Step 6.  Turn skirt right side out. Baste placket as in Fig. 6. Stitch from A to B along the edge of the zipper, but so as to clear the metal part. Lift presser foot and needle, unpin guard and slide it into position, and then stitch across end of placket from B to C, and back again to B. Remove bastings. Pull thread ends through, tie the, and apply belt to skirt, concealing tape ends inside belt.

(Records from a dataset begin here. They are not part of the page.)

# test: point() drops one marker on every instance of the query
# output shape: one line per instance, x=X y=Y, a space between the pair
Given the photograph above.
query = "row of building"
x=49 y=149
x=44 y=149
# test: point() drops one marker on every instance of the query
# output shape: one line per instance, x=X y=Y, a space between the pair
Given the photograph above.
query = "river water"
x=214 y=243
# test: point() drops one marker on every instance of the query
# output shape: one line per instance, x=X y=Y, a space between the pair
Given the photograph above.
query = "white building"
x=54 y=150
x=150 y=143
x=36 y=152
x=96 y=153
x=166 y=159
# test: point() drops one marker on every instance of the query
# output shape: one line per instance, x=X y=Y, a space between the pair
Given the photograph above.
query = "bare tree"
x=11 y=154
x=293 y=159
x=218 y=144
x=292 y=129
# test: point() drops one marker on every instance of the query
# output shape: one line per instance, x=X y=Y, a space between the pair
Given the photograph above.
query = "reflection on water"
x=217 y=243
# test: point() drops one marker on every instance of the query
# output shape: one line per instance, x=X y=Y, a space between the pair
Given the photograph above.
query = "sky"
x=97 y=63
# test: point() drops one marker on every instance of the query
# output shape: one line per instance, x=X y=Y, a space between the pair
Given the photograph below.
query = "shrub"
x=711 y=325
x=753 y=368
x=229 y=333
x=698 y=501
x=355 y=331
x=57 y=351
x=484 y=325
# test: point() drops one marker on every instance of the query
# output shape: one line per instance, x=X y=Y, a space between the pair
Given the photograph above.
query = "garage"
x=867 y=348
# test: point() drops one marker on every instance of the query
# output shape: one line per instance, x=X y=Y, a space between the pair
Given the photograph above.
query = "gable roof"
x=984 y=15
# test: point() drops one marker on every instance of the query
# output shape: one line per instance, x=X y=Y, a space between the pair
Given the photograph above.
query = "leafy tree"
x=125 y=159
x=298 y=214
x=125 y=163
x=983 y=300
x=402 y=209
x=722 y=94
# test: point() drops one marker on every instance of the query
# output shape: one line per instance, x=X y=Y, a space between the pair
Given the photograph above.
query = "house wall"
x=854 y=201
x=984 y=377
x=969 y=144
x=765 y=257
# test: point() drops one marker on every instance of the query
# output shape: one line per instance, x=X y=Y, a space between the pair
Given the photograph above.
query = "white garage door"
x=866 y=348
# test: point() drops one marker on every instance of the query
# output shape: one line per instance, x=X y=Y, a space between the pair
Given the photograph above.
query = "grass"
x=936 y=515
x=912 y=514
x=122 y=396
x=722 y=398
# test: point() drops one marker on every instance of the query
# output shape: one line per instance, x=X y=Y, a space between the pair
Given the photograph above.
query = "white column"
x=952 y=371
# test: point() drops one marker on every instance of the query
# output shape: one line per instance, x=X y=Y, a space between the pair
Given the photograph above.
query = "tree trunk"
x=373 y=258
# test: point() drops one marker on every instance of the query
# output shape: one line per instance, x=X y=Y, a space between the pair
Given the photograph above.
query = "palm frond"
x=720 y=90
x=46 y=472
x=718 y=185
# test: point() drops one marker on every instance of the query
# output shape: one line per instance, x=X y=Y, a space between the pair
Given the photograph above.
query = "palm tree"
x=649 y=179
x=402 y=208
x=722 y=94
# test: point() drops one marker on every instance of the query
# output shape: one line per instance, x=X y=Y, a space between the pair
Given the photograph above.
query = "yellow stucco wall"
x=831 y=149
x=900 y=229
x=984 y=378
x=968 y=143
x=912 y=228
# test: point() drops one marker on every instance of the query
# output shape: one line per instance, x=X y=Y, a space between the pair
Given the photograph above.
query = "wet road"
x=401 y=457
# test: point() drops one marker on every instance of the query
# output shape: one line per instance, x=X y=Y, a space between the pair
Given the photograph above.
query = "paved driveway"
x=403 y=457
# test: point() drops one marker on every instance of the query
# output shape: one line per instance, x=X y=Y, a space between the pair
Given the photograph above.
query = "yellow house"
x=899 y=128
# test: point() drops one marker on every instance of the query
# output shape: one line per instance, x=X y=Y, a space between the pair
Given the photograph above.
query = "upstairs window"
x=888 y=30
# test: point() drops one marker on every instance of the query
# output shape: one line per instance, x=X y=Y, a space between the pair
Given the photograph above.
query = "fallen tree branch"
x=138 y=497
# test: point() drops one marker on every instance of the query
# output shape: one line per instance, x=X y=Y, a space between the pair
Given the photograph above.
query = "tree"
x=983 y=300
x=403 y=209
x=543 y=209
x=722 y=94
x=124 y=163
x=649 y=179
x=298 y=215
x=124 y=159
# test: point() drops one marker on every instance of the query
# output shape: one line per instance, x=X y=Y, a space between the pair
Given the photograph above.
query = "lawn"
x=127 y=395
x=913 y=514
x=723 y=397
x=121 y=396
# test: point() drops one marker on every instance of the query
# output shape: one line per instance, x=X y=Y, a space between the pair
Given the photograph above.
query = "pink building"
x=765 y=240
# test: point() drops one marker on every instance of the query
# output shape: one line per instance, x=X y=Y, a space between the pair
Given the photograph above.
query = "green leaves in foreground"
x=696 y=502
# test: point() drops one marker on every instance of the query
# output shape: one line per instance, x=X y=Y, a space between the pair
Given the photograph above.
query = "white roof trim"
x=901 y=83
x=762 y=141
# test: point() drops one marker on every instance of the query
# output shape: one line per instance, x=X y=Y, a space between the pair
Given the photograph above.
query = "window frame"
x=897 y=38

If the finished seams in the skirt are to be pressed open, clip the seam allowance at the bottom of the facing strip so that the seam will lie flat, as in Fig. 5. Overcast raw edges.

Sleeve Openings

When you apply a zipper to the seam of a fitted sleeve, follow practically the same method as for a dress placket. Use a zipper 4 or 5 inches long, omit the guard, and finish the sleeve at the bottom with a bias facing. When the closed zipper is in position, the top of the slider comes a seam’s width away from the bottom of the sleeve.

When you apply a zipper to a full sleeve with a cuff, follow the same method as for a neck opening, and use a narrow facing. (The zipper applied to the fitted sleeve comes on the inside of the arm, of course; the zipper applied to full sleeve comes in line with cuff.)

13 thoughts on “Left side skirt zipper and zippered sleeve openings

  1. Carol, This is perfect for the sew along I’m doing with Norma of She Sews You Know. We’re going to work on 1930s styles. I’m going to make a 6 gore skirt. I might try this application on the muslin. My challenge is that this gored skirt has curved side seams from waist to hipline. I’m wondering if I can use an application something like this and use snaps instead.

    Since you have an extensive reference library, have you ever seen 1930s skirts with side seams closed with snaps?


  2. I love the way the manufacturer explained how to fit this new invention. I have never seen a reference to zip fastenings in British 1930s needlework books but apparently they were very popular in manufactured clothing.


    • Hi Norma, I think the early instructions on how to apply a slide fastener (zipper) were based on time tested instructions for closures that used snaps or hooks and eyes. I will be looking through books for more instructions on various kinds of closures. Will post soon.

      Liked by 1 person

  3. Reblogged this on Through The Byzantine Gate and commented:
    For Norma and all interested in the 1930s Sew Along at She Sews You Know, Check out Carol of By Way of Thanks. She has a cool posting on 1930s zipper applications for skirts and sleeves. I’m not sure if I’ll use this but it’s good for reference. Carol has kinly offered to look up and see if she has any info on snap closures for skirts, too. Big Thank You, Carol.


      • Thank you, EmilyAnn I will continue to look for those instructions. I became interested in these types of closures while trying to solve the mystery of how you were going to insert the zipper in the skirt you are working on now. Imagine my surprise to find I had come up with the same solution–the zipper lays directly on the fabric on the right side of the back of the skirt. I fiddled around with paper instead of fabric and determined that the only way to ensure the structural integrity of the fabric would be if the zipper laid on top of the fabric, rather than concealed by a fold or inserted into a seam. Somewhere along the line I came upon a magazine article showing the same set-up so I was hoping I was on the right track. Then you posted about your solution here: https://retroglam.wordpress.com/2016/01/03/sheath-skirt-with-modesty-kickpleat-and-zipper-hidden-in-seam-pt-3-of-3/
        so I am feeling quite happy! I know I can find quite a few examples of closings that use snaps or hooks and eyes because prior to the invention of the zipper that is what was used. Will get to work on that soon.

        Liked by 1 person

      • I appreciate that so much! I have photos of the lining tutorial ready. I have to wait for my laptop to get fixed. Then have to reinstall all the software. The tech had to wipe it clean.